You recall…Many of you asked me if you’d even be able to watch Mayweather-Manny Pacquiao on closed circuit, let alone live at the arena.
Indeed, the hypemasters at Top Rank Promotions and Mayweather Promotions and Showtime and HBO stoked the flames of interest with massive skill.
This time, different deal…
Sales on hotel rooms and packages which include tickets at the MGM to see Mayweather-Andre Berto have been popping up for weeks now.
OK, is this one, billed as Floyd’s adios fight – which nobody actually seems to believe – a dog?
I mean, will nobody be in the arena? Will you be able to hear a mouse relieving himself as Floyd tries to go to 49-0? Well, of course not…

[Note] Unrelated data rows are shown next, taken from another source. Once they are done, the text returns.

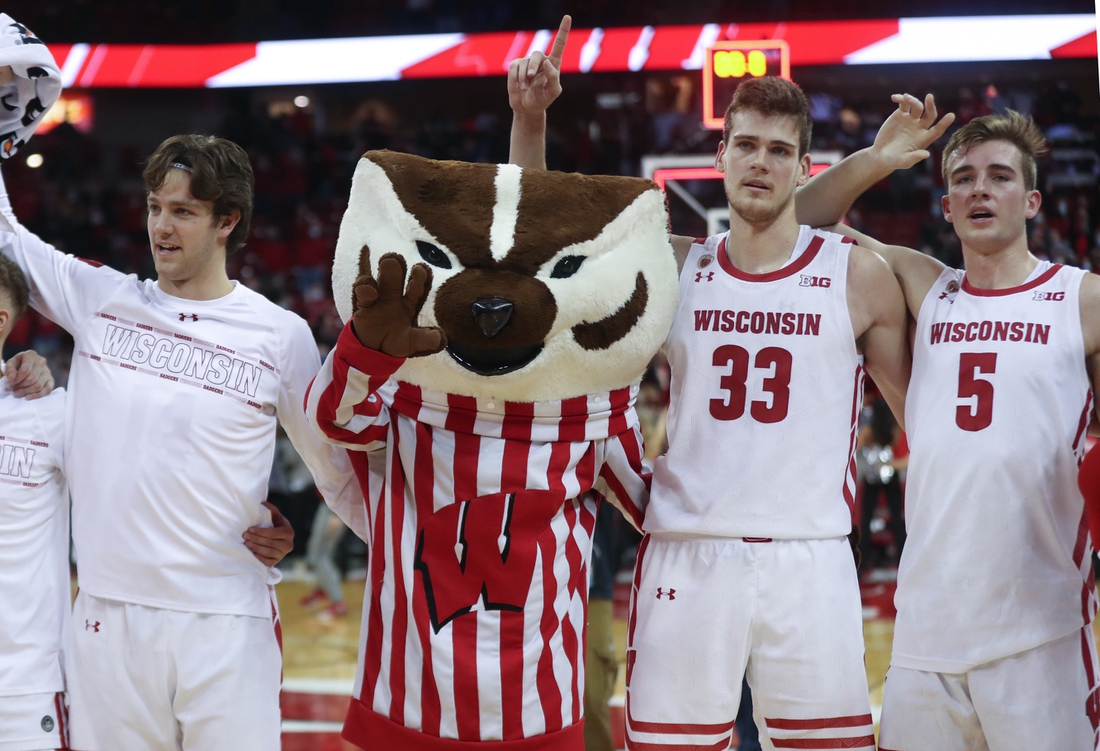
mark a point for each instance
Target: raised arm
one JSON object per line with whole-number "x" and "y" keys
{"x": 915, "y": 272}
{"x": 879, "y": 322}
{"x": 1090, "y": 328}
{"x": 902, "y": 141}
{"x": 534, "y": 83}
{"x": 64, "y": 288}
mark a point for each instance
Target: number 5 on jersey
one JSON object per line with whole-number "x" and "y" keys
{"x": 970, "y": 416}
{"x": 735, "y": 383}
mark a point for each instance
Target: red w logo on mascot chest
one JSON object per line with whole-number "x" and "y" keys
{"x": 484, "y": 551}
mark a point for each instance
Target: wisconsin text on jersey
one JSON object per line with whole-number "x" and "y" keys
{"x": 179, "y": 357}
{"x": 986, "y": 331}
{"x": 757, "y": 322}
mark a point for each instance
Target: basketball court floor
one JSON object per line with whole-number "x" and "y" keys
{"x": 319, "y": 658}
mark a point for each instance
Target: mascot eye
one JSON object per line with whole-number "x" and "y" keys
{"x": 567, "y": 267}
{"x": 432, "y": 254}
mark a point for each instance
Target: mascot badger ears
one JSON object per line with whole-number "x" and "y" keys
{"x": 548, "y": 286}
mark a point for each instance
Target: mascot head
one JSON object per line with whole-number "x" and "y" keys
{"x": 548, "y": 285}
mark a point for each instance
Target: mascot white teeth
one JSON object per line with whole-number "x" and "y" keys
{"x": 498, "y": 321}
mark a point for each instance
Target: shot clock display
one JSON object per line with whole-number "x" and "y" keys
{"x": 727, "y": 64}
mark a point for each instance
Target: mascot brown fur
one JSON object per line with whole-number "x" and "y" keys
{"x": 498, "y": 321}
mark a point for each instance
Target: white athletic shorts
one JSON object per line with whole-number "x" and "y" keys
{"x": 1043, "y": 698}
{"x": 784, "y": 614}
{"x": 151, "y": 680}
{"x": 33, "y": 722}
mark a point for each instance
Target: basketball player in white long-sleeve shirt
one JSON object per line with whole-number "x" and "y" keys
{"x": 993, "y": 644}
{"x": 175, "y": 388}
{"x": 34, "y": 582}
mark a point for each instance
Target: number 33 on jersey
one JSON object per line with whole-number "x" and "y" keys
{"x": 765, "y": 374}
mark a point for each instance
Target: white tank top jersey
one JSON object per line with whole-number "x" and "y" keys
{"x": 767, "y": 385}
{"x": 998, "y": 558}
{"x": 171, "y": 431}
{"x": 34, "y": 581}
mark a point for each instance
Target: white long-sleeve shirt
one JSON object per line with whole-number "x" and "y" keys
{"x": 171, "y": 431}
{"x": 34, "y": 583}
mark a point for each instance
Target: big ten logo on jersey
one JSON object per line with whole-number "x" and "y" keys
{"x": 806, "y": 280}
{"x": 174, "y": 356}
{"x": 1049, "y": 297}
{"x": 480, "y": 554}
{"x": 17, "y": 460}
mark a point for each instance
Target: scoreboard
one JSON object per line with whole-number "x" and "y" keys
{"x": 727, "y": 64}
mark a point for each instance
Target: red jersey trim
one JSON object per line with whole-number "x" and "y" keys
{"x": 799, "y": 264}
{"x": 1042, "y": 278}
{"x": 371, "y": 730}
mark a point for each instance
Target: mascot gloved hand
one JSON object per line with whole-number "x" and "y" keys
{"x": 384, "y": 313}
{"x": 30, "y": 84}
{"x": 498, "y": 321}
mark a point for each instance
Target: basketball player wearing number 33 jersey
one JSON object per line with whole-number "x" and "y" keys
{"x": 993, "y": 644}
{"x": 746, "y": 567}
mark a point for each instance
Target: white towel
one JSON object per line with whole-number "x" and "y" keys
{"x": 35, "y": 85}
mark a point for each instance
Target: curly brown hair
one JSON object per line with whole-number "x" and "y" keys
{"x": 1011, "y": 126}
{"x": 220, "y": 173}
{"x": 772, "y": 96}
{"x": 13, "y": 286}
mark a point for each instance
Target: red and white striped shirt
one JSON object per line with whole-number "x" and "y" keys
{"x": 480, "y": 518}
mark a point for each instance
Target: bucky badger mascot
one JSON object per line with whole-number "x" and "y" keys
{"x": 497, "y": 323}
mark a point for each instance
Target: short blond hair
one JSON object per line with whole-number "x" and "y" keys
{"x": 1012, "y": 128}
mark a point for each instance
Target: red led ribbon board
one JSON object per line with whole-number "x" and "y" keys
{"x": 727, "y": 64}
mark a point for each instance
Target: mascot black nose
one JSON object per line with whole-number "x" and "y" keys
{"x": 492, "y": 315}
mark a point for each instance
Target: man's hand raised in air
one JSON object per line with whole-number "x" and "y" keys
{"x": 534, "y": 84}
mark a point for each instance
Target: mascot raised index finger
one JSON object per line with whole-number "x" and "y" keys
{"x": 497, "y": 323}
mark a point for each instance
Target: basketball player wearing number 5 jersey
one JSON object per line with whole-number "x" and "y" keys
{"x": 746, "y": 567}
{"x": 993, "y": 644}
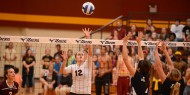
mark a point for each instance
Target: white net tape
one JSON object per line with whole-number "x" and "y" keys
{"x": 83, "y": 41}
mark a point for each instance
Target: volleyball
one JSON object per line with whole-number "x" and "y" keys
{"x": 88, "y": 8}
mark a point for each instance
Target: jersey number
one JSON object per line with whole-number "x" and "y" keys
{"x": 78, "y": 72}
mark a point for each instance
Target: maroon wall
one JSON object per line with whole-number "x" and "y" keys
{"x": 167, "y": 9}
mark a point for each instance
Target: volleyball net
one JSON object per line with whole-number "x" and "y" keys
{"x": 40, "y": 44}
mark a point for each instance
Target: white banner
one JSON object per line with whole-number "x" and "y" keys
{"x": 84, "y": 41}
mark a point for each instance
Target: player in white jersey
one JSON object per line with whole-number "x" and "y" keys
{"x": 81, "y": 71}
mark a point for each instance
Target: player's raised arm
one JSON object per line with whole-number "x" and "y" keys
{"x": 168, "y": 59}
{"x": 129, "y": 66}
{"x": 140, "y": 52}
{"x": 62, "y": 69}
{"x": 158, "y": 64}
{"x": 87, "y": 34}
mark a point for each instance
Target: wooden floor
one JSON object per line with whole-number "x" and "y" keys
{"x": 38, "y": 90}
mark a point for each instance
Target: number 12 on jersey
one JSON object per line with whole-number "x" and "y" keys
{"x": 78, "y": 72}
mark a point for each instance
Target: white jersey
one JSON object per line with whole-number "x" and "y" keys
{"x": 81, "y": 78}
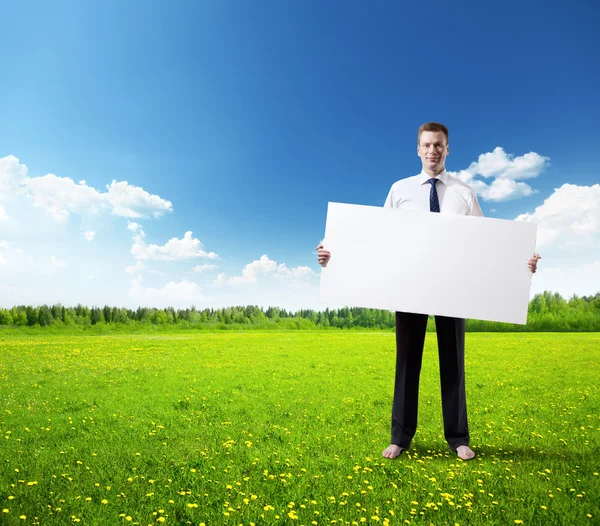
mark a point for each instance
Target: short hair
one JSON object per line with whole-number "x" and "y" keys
{"x": 432, "y": 126}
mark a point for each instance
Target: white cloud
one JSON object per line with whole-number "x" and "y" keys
{"x": 265, "y": 267}
{"x": 132, "y": 269}
{"x": 500, "y": 164}
{"x": 506, "y": 171}
{"x": 571, "y": 213}
{"x": 568, "y": 239}
{"x": 177, "y": 294}
{"x": 62, "y": 196}
{"x": 57, "y": 263}
{"x": 204, "y": 268}
{"x": 174, "y": 249}
{"x": 133, "y": 201}
{"x": 13, "y": 176}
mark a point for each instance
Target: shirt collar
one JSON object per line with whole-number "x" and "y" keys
{"x": 443, "y": 177}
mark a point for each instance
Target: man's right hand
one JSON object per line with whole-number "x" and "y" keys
{"x": 323, "y": 255}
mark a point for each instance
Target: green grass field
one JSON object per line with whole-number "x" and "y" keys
{"x": 288, "y": 428}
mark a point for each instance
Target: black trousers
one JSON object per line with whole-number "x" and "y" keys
{"x": 410, "y": 338}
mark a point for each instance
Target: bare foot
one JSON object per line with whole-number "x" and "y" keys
{"x": 465, "y": 452}
{"x": 392, "y": 451}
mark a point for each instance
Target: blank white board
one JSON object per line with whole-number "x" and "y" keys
{"x": 413, "y": 261}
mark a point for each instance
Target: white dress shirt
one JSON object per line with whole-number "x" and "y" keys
{"x": 455, "y": 197}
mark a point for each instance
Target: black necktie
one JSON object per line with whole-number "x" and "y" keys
{"x": 434, "y": 202}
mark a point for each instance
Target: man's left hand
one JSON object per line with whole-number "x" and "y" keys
{"x": 532, "y": 262}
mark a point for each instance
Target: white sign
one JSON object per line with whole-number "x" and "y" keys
{"x": 413, "y": 261}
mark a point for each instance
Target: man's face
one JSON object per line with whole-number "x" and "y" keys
{"x": 433, "y": 150}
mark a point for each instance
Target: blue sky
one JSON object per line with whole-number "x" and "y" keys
{"x": 243, "y": 119}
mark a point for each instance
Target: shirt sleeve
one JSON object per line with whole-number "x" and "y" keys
{"x": 475, "y": 208}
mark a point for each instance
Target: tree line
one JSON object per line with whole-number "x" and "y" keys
{"x": 547, "y": 312}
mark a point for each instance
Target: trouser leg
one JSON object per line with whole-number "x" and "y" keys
{"x": 451, "y": 350}
{"x": 410, "y": 337}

But I reached out to a guy with a vested interest in how this promotion does, one Mr. X, who has been a ticket broker in Las Vegas for the last 16 years.
A couple days ago, he told me, when I asked how ticket sales are going, “Besides MGM buying tickets, they haven’t sold anything. This thing is a joke.”
Ouch…not a gutbuster, then. OK, maybe for anti-Floyd types who don’t care for his bragging and enjoy seeing such a tepid response to his scrap vs. Berto.
“I don’t know how many MGM bought,” Mr. X continued, “but regardless, there will not be any ramification. If Floyd fights again – and I think he will – and it’s a good opponent, the public will buy the pay-per-view and tickets. Four out of the six fights on his Showtime deal have been s–t tickets [meaning sales haven’t been gangbusters]. He is just under the microscope more now.”
X is in the loop there; does he think Floyd vs. Someone will open up that MGM arena being built for next year? Maybe Floyd vs. Manny II? “Not many other options,” said X. “[WBA middleweight titleholder Gennady] Golovkin would sell good.”
X said he thinks, as of a couple days ago, that between 6 and 7,000 tickets at MGM have been sold, “most purchased by MGM.” MGM does not make that information public and, when asked about sales, or lack thereof, on a conference call, Mayweather exec Leonard Ellerbe was defensive, wondering why the question was being asked. It should go without saying, if brisk ticket sales are used as evidence of interest in a bout, and as a selling point, then it is fair game for the opposite situation to be examined…
So, anyway, Mr. X, did you KNOW this would happen, that people would view the Mayweather-Berto fight with a shrug-ish anticipation? “I didn’t buy a single ticket for the fight and brokers that did are dead in the water.”
“This fight is an example of bad promotion and overpriced tickets,” X continued.
And we are on Friday, the day before the bout…Are tix now moving, later in the game? “No, it’s getting worse,” X told me. “They released really good risers two days ago and there was zero movement; they are just sitting there. It’s a bad week for Mayweather, minus his guarantee.”